The biotechnology researcher says she chose this research topic in 2020, at the height of the COVID-19 health crisis, when the economic and social impact of the pandemic and the difficulty of giving the public quick access to vaccines and medicines were being discussed. “I thought that analyzing what happened with the Zika and Chikungunya epidemics could contribute to our understanding of the obstacles to sharing knowledge with society,” says Fernandes, who is now studying a PhD in translational medicine at the Federal University of Ceará.

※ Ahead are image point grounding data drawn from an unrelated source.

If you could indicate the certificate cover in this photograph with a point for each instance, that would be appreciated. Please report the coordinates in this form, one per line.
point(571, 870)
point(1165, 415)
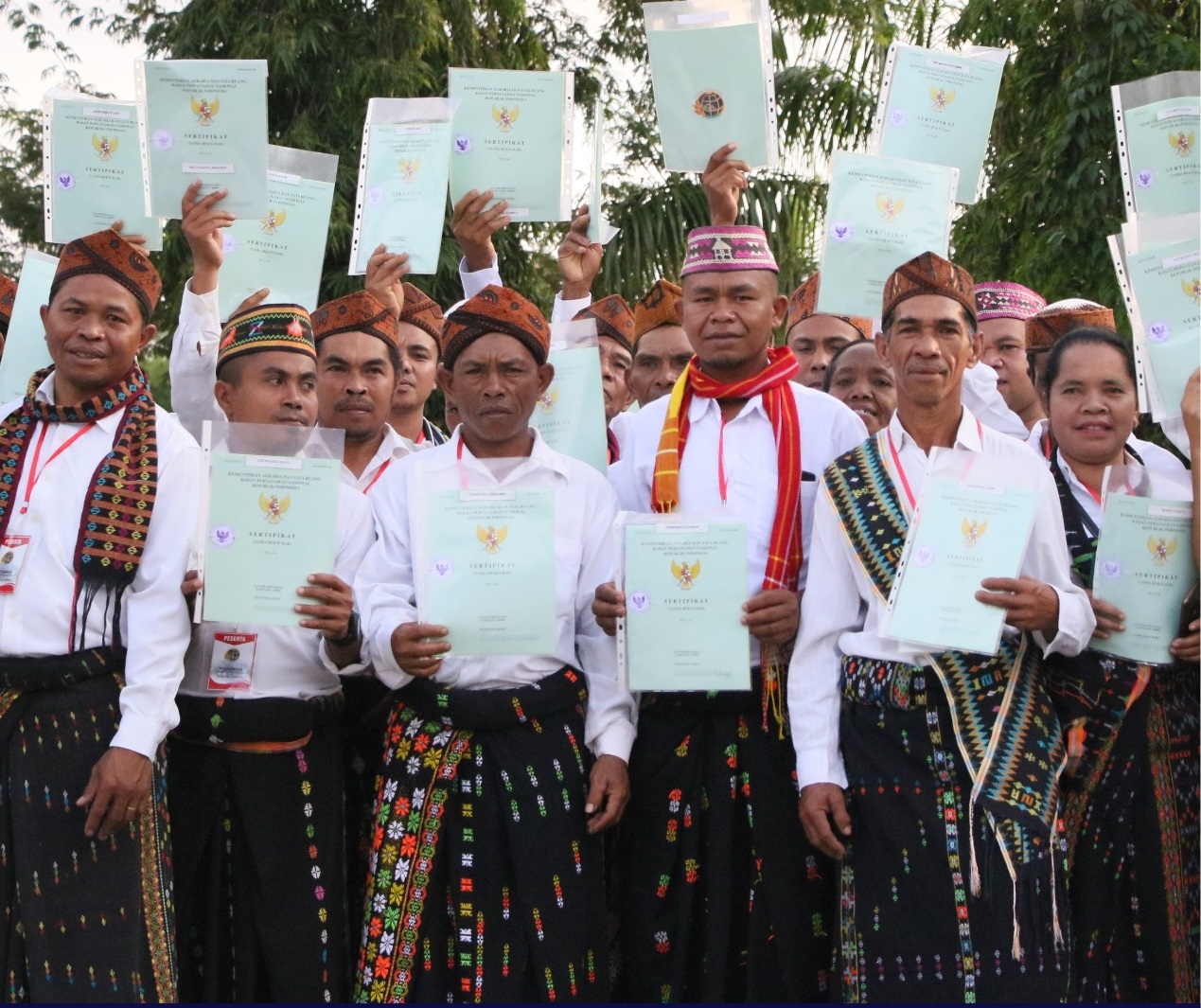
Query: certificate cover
point(203, 119)
point(284, 250)
point(1144, 567)
point(1157, 120)
point(880, 213)
point(92, 168)
point(512, 134)
point(404, 173)
point(968, 526)
point(486, 570)
point(937, 107)
point(272, 522)
point(711, 70)
point(571, 414)
point(684, 587)
point(25, 350)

Luiz Carlos Dias of the Chemistry Institute at the University of Campinas (UNICAMP), who did not participate in the study, says the fact that Zika and Chikungunya are tropical diseases that affect poor populations also partially explains the difficulties of producing innovative products and making them available to the public. “A key issue is that these diseases affect neglected populations, victims of exclusion from advances in science, technology, and innovation. The development of a drug or vaccine is a time-consuming and expensive process,” says Dias, head of an international consortium endeavoring to develop new drugs for tropical parasitic diseases and funded by FAPESP.

According to Dias, COVID-19 has made it clear that a perception of risk is enought to attract investment. He believes international cooperation is needed with countries who know how to develop medicines and vaccines. “This tradition does not exist in Brazil.”